Effective Large Language Model Debugging with Best-first Tree Search
Jialin Song, Jonathan Raiman, Bryan Catanzaro
TL;DR
The paper addresses the challenge of debugging code generated by large language models by introducing BESTER, a best-first tree search framework that interleaves program generation, execution feedback, and self-reflection-based repairs. By sampling multiple self-reflections and selecting the best repair at each step, BESTER achieves state-of-the-art Pass@1 on HumanEval, MBPP, and APPS across multiple models, and maintains gains under equal compute via Pass@Infer. The authors provide an interpretability study showing self-reflections focus on specific buggy lines and drive targeted edits, along with ablations that reveal how design choices (depth, breadth, and selection rules) influence performance. The work highlights practical implications for iterative code synthesis with LLMs and suggests future directions for scaling to larger real-world codebases and integrating BESTER into broader reasoning and agent-based frameworks.
Abstract
Large Language Models (LLMs) show promise in code generation tasks. However, their code-writing abilities are often limited in scope: while they can successfully implement simple functions, they struggle with more complex tasks.
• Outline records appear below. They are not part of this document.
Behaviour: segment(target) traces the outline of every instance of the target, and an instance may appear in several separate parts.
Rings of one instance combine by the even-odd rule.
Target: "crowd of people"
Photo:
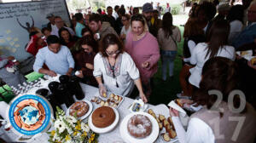
[[[61,17],[49,14],[47,27],[31,30],[26,50],[35,56],[33,70],[52,77],[71,76],[77,71],[75,76],[98,87],[102,95],[107,90],[128,97],[137,94],[144,102],[150,101],[158,61],[161,60],[163,82],[174,76],[177,43],[182,36],[172,23],[171,8],[162,20],[158,9],[148,3],[143,6],[142,14],[136,8],[125,12],[119,6],[113,13],[112,7],[107,8],[107,14],[101,9],[97,12],[85,16],[75,14],[70,27]],[[177,96],[183,99],[183,104],[196,104],[201,110],[190,117],[185,131],[178,112],[170,108],[179,141],[253,142],[256,112],[252,105],[255,107],[256,66],[236,52],[252,49],[255,55],[256,1],[243,0],[242,5],[194,3],[183,37],[179,74],[183,91]],[[15,64],[13,59],[0,57],[1,72],[2,67]],[[208,93],[212,89],[222,93],[220,100]],[[246,98],[244,109],[238,112],[230,110],[228,105],[230,93],[235,89],[241,89]],[[238,108],[242,100],[243,96],[236,95],[231,106]],[[224,109],[221,112],[211,112],[216,101]],[[230,117],[246,117],[242,132],[235,140],[232,133],[236,124],[230,121]],[[215,128],[215,123],[219,123],[219,128]],[[225,138],[219,137],[220,134]]]

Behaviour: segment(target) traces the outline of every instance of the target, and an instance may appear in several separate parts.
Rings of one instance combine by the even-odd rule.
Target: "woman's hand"
[[[90,70],[93,70],[94,66],[92,64],[85,63],[85,67],[87,67]]]
[[[82,71],[79,71],[79,74],[76,75],[77,77],[80,77],[80,78],[84,78],[84,75]]]
[[[149,62],[148,61],[145,61],[143,63],[142,63],[142,67],[143,68],[148,68],[149,66]]]
[[[172,117],[178,117],[178,112],[176,109],[170,107],[170,115]]]
[[[190,105],[194,102],[193,100],[188,100],[188,99],[179,99],[179,101],[182,105],[184,105],[184,104]]]
[[[47,74],[50,77],[56,77],[57,76],[57,74],[53,71],[48,71]]]
[[[9,60],[15,60],[15,58],[14,56],[9,56],[7,59],[8,59]]]
[[[256,66],[252,65],[251,61],[247,61],[248,66],[252,67],[253,69],[256,70]]]
[[[140,93],[140,97],[141,97],[141,99],[143,100],[143,101],[144,103],[147,103],[147,102],[148,102],[148,99],[147,99],[147,97],[145,96],[145,94],[144,94],[143,92]]]
[[[101,96],[105,97],[105,94],[107,94],[107,89],[102,83],[99,84],[99,92]]]

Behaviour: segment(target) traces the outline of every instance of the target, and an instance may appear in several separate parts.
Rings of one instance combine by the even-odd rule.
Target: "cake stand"
[[[135,138],[135,137],[130,135],[130,133],[128,132],[127,123],[128,123],[129,119],[132,116],[137,115],[137,114],[144,115],[147,117],[148,117],[148,119],[151,121],[152,131],[151,131],[151,134],[148,136],[147,136],[146,138],[143,138],[143,139]],[[159,126],[158,126],[157,121],[151,115],[149,115],[146,112],[132,112],[132,113],[127,115],[123,119],[119,129],[120,129],[119,131],[120,131],[122,139],[125,142],[129,142],[129,143],[134,143],[134,142],[153,143],[158,138],[158,134],[159,134]]]
[[[92,123],[92,118],[91,118],[92,114],[90,114],[89,117],[89,120],[88,120],[88,125],[92,131],[94,131],[96,133],[99,133],[99,134],[108,133],[108,132],[111,131],[112,129],[113,129],[114,127],[118,124],[119,120],[119,112],[114,107],[112,107],[112,106],[109,106],[109,107],[111,107],[115,113],[115,119],[114,119],[113,123],[106,128],[95,127]]]
[[[79,101],[79,100],[78,100],[78,101]],[[88,109],[88,112],[87,112],[84,116],[82,116],[82,117],[78,117],[78,118],[80,119],[80,120],[84,120],[84,118],[86,118],[86,117],[91,113],[92,108],[93,108],[92,104],[91,104],[90,101],[85,100],[83,100],[83,101],[84,101],[84,102],[87,103],[87,105],[89,106],[89,109]],[[72,106],[73,106],[73,105],[72,105]],[[70,106],[70,107],[71,107],[72,106]],[[67,116],[70,116],[70,115],[69,115],[69,109],[70,109],[70,107],[69,107],[69,108],[67,110],[67,112],[66,112],[66,115],[67,115]]]

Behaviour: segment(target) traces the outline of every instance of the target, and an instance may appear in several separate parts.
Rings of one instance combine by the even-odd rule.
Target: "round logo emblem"
[[[43,96],[26,94],[12,100],[9,119],[20,134],[34,135],[47,129],[51,112],[50,104]]]

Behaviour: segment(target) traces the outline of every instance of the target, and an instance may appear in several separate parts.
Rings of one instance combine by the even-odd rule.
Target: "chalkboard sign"
[[[49,14],[61,16],[70,25],[66,0],[0,3],[0,54],[13,55],[19,60],[31,56],[25,50],[29,42],[27,30],[46,26]]]

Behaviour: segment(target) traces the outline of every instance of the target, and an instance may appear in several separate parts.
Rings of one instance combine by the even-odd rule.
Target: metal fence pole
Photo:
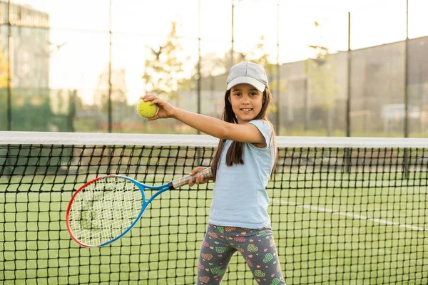
[[[7,56],[7,130],[12,130],[12,74],[11,68],[13,63],[11,61],[12,56],[12,49],[14,47],[12,38],[12,27],[11,23],[11,0],[8,2],[7,9],[7,22],[8,22],[8,56]]]

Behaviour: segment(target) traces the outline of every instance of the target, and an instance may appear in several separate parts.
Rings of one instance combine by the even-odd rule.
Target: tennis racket
[[[160,193],[185,185],[189,180],[194,182],[200,175],[204,179],[210,178],[211,167],[156,187],[121,175],[96,178],[81,187],[71,197],[66,215],[68,232],[85,247],[110,244],[136,225]],[[158,191],[146,200],[146,189]]]

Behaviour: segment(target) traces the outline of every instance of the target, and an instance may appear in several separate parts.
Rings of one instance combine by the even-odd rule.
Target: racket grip
[[[209,167],[203,170],[195,173],[193,176],[187,175],[183,178],[171,181],[168,183],[169,189],[173,190],[180,188],[181,186],[186,185],[190,180],[193,180],[193,182],[195,182],[196,180],[197,175],[203,175],[203,179],[211,178],[213,177],[213,170],[211,169],[211,167]]]

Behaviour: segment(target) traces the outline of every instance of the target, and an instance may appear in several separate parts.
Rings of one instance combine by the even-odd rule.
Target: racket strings
[[[100,245],[126,230],[141,210],[137,186],[121,177],[106,177],[88,185],[71,205],[70,227],[81,243]]]

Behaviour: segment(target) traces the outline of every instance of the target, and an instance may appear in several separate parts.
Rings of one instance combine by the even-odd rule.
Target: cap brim
[[[266,88],[265,84],[262,83],[257,79],[254,79],[253,78],[248,76],[240,76],[232,79],[230,82],[228,83],[228,90],[230,90],[232,89],[232,87],[243,83],[252,85],[260,92],[263,92]]]

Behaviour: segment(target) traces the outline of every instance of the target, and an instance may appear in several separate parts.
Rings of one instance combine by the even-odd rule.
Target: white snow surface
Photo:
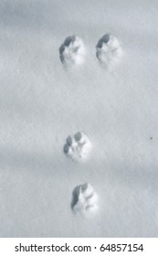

A fundamental difference with how an LLM writes code, compared to a human programmer, is that it cannot consistently spot and fix bugs. Debugging is a crucial skill for programmers and it enables iterative code refinement towards a correct implementation. In this work, we propose a novel algorithm to enable LLMs to debug their code via self-reflection and search where a model attempts to identify its previous mistakes. Our key contributions are 1) a best-first tree search algorithm with self-reflections (BESTER) that achieves state-of-the-art Pass@1 in three code generation benchmarks. BESTER maintains its superiority when we measure pass rates taking into account additional inference costs incurred by tree search. 2) A novel interpretability study on what self-reflections attend to in buggy programs and how they impact bug fixes, which provides a deeper understanding of the debugging process. 3) An extensive study on when self-reflections are effective in finding bugs.